Let $X = C([0,1])$ be the Banach space of continuous functions on $[0,1]$ (with the supremum norm) and define a map $F:X\rightarrow X$ by $$F(f)(x)=\int^{x}_{0} \cos(f(t)^{2})dt, \space x \in [0; 1].$$ Show that $FX=\{F(f):f \in X \} \subset X$ is relatively compact.
This comes down to using the Arzela-Ascoli Theorem. I have shown pointwise boundedness. I am stuck on showing equicontinuity. So far I have tried the following $$\begin{align} |(F(f)-F(g))(x)| &= \Big{|} \int^{x}_{0} \cos(f(t)^{2}-\cos(g(t)^{2}) dt \Big{|} \\ &\leq \int^{x}_{0}| \cos(f(t)^{2})-\cos(g(t)^{2})| dt\\ &= \int^{x}_{0} \Big|f(t)^{2}-g(t)^{2}| dt \end{align}.$$
I am stuck at this point, as I do not know how to bound the term inside the integral. Any hints on how to proceed from here or whether this approach is incorrect, and if so, which approach to take? Thank you in advance.
I think that using Arzela-Ascoli is the correct approach here. But let's think a bit more carefully about what we need in order to apply Arzela-Ascoli...

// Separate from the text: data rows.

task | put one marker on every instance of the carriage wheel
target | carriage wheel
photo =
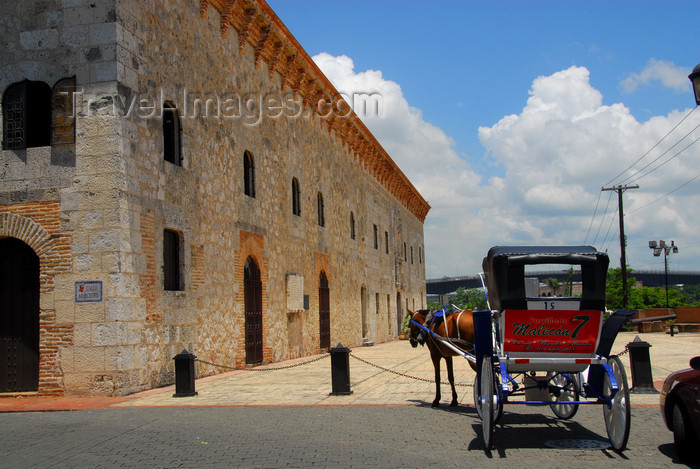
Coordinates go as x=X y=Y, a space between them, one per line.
x=568 y=392
x=617 y=414
x=486 y=396
x=499 y=405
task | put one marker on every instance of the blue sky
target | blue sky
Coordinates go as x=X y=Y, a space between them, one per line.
x=508 y=68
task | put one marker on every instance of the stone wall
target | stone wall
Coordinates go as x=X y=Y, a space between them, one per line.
x=112 y=195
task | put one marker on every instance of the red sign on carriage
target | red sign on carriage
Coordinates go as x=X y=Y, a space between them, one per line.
x=561 y=331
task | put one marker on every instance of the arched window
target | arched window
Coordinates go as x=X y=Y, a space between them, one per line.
x=171 y=134
x=171 y=261
x=324 y=311
x=63 y=118
x=249 y=174
x=26 y=113
x=296 y=197
x=320 y=209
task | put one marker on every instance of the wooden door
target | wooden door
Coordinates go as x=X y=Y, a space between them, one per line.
x=19 y=317
x=253 y=313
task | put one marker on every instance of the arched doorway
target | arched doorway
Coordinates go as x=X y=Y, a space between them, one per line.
x=324 y=311
x=252 y=286
x=19 y=317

(1) Uniform boundedness. We must show that there exists an $M \geq 0$ such that $$ \left| \int_0^x \cos (f(t)^2) dt \right| \leq M$$ for any $f \in C([0,1])$ and any $x \in [0, 1]$.
Hopefully it should be clear that this works with $M = 1$. You might like to verify this using the observation that $| \cos(f(t)^2) | \leq 1$ for any $f \in C([0,1])$ and any $t \in [0,1]$.
(2) Equicontinuity. We must show that, for any $\epsilon > 0$, there exists a $\delta > 0$ such that $$ | x - y | < \delta \implies \left| \int_x^y \cos (f(t)^2) dt \right| < \epsilon $$ for any $f \in C([0,1])$ and any $x, y \in [0,1]$.
I believe this works with $\delta = \epsilon$. Again, you might like to prove this using the fact that $| \cos(f(t)^2) | \leq 1$ for any $f \in C([0,1])$ and any $t \in [0,1]$...